Our country, our people and our children are in a fierce spiritual and moral battle. A ccording to a new study published by the CDC on August 28, 2018, cases ofchlamydia, gonorrhea, and syphilis have skyrocketed since 2013. Preliminary 2017 data shows that since 2013:

  • Gonorrhea diagnoses increased 67 percent overall and nearly doubled among men. Increases in diagnoses among women — and the speed with which they are increasing — are also concerning, with cases going up for the third year in a row.
  • Primary and secondary syphilis diagnoses increased 76 percent.
  • Gay, bisexual and other men who have sex with men (MSM) made up almost 70 percent of primary and secondary syphilis cases. Primary and secondary syphilis are the most infectious stages of the disease.
  • Chlamydia remained the most common condition reported to CDC. More than 1.7 million cases were diagnosed in 2017, with 45 percent among 15- to 24-year-old females.
  • And, the threat of antibiotic resistant gonorrhea is increasing around the world.
  • Click here for more information on the CDC website.
  • Now is not the time to put our heads in the sand. Please join us in this battle today!

We are working hard to:

  • Partner with others to develop Christ-centered educational curriculum for our youth, their parents and young adults.
  • Develop new strategic partnerships with pregnancy centers and other Christ-centered organizations who are fighting the same or similar battles.
  • Prepare and host the 2018 Amazing Love Event on Sept. 29, 2018.
  • Record our new radio pilot (all of the background work is complete).
  • Give as many television and radio interviews as possible. Our next TV interview is on Atlanta Live on Tuesday, Sept. 25, 2018.
  • Speak at as many churches, universities and ministries as possible.
  • And, numerous other worthy tactics and programs.

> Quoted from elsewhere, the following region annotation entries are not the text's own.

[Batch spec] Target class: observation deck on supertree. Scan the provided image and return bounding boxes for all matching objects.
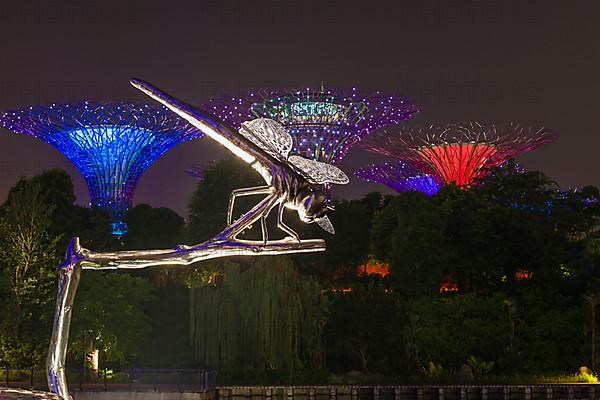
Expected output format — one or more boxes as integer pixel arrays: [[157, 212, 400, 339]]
[[205, 88, 419, 164], [0, 102, 202, 237], [354, 161, 441, 196], [363, 122, 557, 187]]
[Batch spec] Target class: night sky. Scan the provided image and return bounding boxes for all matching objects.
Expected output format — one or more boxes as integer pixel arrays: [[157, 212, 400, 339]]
[[0, 0, 600, 215]]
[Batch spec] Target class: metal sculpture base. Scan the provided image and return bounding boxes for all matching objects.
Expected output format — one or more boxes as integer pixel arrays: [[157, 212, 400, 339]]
[[47, 194, 325, 399]]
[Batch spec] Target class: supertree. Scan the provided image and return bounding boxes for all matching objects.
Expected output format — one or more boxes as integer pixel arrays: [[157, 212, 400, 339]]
[[205, 88, 418, 164], [354, 161, 440, 196], [0, 102, 202, 236], [363, 122, 556, 187], [185, 163, 214, 181]]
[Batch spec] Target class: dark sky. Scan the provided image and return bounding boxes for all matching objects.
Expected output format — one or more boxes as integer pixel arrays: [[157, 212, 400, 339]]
[[0, 0, 600, 215]]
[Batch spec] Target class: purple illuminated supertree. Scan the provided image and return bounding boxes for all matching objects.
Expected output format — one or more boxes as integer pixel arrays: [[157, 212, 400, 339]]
[[354, 161, 440, 196], [206, 89, 418, 164], [185, 163, 214, 181], [0, 102, 202, 236], [363, 122, 556, 187]]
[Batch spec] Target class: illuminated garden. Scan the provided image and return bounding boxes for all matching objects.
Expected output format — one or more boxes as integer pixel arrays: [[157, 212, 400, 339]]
[[0, 79, 600, 398]]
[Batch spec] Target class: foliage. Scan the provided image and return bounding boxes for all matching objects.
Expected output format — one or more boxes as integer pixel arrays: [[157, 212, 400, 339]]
[[0, 180, 59, 367], [467, 356, 496, 377], [406, 294, 510, 370], [421, 361, 446, 379], [325, 278, 403, 373], [188, 158, 264, 243], [69, 271, 153, 366], [190, 257, 327, 381], [124, 204, 184, 250]]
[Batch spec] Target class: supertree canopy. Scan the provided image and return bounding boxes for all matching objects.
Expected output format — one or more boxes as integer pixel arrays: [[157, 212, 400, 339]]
[[185, 163, 214, 181], [354, 161, 440, 196], [0, 102, 202, 236], [364, 122, 556, 187], [207, 88, 418, 164]]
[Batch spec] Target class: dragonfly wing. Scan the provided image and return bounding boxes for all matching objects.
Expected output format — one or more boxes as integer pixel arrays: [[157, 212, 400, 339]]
[[288, 156, 349, 185], [240, 118, 294, 161], [315, 215, 335, 235]]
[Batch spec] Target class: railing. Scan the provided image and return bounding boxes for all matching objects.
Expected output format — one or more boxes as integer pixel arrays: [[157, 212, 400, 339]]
[[0, 368, 217, 393], [216, 384, 600, 400]]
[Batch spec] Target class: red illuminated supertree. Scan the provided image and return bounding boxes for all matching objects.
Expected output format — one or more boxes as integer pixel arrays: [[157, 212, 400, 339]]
[[362, 122, 556, 187]]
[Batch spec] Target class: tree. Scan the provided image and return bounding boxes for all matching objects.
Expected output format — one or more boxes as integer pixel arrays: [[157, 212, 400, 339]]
[[69, 271, 154, 366], [189, 256, 327, 383], [371, 192, 453, 296], [405, 293, 510, 370], [124, 204, 184, 250], [0, 180, 60, 367], [324, 278, 404, 373], [188, 158, 264, 243]]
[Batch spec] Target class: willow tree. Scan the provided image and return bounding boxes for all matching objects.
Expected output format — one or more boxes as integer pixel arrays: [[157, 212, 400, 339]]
[[190, 257, 327, 379]]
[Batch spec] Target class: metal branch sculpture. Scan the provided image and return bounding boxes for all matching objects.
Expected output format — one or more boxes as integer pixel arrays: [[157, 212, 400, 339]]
[[47, 80, 348, 399]]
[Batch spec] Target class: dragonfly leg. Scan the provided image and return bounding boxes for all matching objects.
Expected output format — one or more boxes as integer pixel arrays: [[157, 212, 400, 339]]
[[277, 201, 300, 242], [227, 186, 273, 226], [260, 215, 269, 246]]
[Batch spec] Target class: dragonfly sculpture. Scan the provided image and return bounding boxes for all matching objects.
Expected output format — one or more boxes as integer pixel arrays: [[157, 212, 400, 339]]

God has graced us with the know-how and the open doors, but we do not have sufficient human and financial capital to take advantage of these opportunities as quickly as we would like.

Thank you so much for your prayers and generous financial support thus far! If you are able, please become a monthly donor or make a one-time donation to help us bring Christ’s hope, healing and freedom to so many hurting and lost people.

Please give financially and help us share the good news that there’s hope, healing and freedom in Christ for the sexually and relationally hurting.

© Copyright 2012 - 2018 His Wonderful Works Inc.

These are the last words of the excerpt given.